Belangrijk is nu dat het niet zo is dat elke ingediende claim ook gehonoreerd moet worden. En dat áls een claim al wordt gehonoreerd, de rechter die op basis van de artikelen 3:11 en 3:12 Burgerlijk Wetboek (BW) vaststelt.
Relevant is het al dan niet ontbreken van de goede trouw bij de wederpartij (!) ten tijde van het aangaan van de overeenkomst (artikel 3:11 BW). Is er sprake van het ontbreken van goede trouw als bedoeld in dat artikel (let goed op wat daar écht staat) en is niet aan de eisen van redelijkheid en billijkheid voldaan (artikel 3:12 BW) kunnen de gevolgen heel anders uitpakken.
Kortom, de wethouder had gelijk toen zij `in een fel betoog stelde dat alleen de gemeenteraad een streep door de plannen kan halen.` ‘Als u dit niet wilt, trek er dan de stekker uit. U weet wat het kost. Dat heeft u zelf laten onderzoeken’. Dat weet u dus niet, zie hierboven.
Laat u zich juridisch goed informeren, dus niet door juristen van de gemeente!
U, en geen anderen, staan voor de keuze ernstige fouten van twee wethouders uit het verleden en mogelijk in de toekomst, te corrigeren. Dat heeft een prijs.

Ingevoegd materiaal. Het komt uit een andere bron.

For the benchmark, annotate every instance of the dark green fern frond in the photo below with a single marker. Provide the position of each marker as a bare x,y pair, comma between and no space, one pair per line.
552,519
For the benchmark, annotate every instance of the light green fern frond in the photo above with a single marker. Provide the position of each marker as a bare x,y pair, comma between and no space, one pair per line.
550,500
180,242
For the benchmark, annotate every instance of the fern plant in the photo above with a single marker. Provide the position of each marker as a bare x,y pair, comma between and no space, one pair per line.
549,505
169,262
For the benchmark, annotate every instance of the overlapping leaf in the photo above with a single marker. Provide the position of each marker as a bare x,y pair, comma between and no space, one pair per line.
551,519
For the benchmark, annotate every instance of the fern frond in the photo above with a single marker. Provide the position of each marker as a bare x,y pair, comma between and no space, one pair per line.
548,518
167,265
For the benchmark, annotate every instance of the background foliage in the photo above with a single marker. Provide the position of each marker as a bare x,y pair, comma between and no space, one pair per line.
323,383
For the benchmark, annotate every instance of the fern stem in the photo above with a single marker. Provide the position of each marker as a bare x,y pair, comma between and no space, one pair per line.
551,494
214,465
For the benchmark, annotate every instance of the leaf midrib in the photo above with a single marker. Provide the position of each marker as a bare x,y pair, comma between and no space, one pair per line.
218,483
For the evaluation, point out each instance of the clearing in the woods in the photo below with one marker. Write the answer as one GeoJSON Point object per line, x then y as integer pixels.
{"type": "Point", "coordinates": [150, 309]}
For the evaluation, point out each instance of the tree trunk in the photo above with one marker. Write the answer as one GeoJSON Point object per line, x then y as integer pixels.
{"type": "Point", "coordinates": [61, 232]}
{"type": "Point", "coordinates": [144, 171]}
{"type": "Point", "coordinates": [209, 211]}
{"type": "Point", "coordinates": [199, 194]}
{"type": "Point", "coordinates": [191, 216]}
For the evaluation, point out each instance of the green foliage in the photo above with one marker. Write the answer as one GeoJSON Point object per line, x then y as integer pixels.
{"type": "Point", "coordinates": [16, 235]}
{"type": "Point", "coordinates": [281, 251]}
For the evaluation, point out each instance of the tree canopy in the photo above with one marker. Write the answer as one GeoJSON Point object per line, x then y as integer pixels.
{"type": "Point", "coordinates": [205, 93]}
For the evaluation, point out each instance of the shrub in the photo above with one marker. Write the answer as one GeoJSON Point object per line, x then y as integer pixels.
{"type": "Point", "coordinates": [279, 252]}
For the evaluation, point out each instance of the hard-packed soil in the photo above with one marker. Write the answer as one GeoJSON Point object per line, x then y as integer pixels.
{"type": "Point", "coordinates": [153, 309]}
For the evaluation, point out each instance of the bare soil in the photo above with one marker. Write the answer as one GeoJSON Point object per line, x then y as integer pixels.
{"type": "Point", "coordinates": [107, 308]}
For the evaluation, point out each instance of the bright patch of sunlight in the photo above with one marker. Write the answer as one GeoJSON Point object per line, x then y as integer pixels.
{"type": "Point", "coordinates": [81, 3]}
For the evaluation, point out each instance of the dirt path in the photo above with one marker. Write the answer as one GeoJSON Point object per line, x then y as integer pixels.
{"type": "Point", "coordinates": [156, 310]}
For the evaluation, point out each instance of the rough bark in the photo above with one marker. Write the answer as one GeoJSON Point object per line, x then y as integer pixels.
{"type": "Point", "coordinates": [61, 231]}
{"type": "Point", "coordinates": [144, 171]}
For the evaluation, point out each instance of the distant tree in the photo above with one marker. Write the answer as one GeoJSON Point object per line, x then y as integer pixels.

Want realiseert u zich goed dat naast deze wethouder ook wethouder Van Eekelen, weliswaar op een verschillende manier, van onze gemeente een afvalbak wil maken voor de `behoeften` van bezoekers van andere (!) gemeentes. Bezoekers van de soort zijn die je niet in de gemeente wilt zien. Waarom zij zo acteren is vooralsnog onduidelijk. Vooralsnog.
U bent er, zie de Gemeentewet, voor ónze gemeente en niet ter bescherming van wethouders. Gelet op de door de accountant vastgestelde financiële weerstandscapaciteit (opvang niet begrote kosten) van 62 miljoen euro én als u ook de bizarre uitgaven voor de verbouwing van de Julianabaan afkeurt (wat een hele opluchting voor de inwoners betekent) maakt u een begin van het herstel van de gemeente. Het is altijd beter om geld te besteden aan behoud dan aan vernieling.
Gemeenteraad doe uw werk voor de inwoners van Leidschendam Voorburg, niet voor die uit andere gemeentes en stop de winkelcentrum-waanzin. Dat is uw plicht!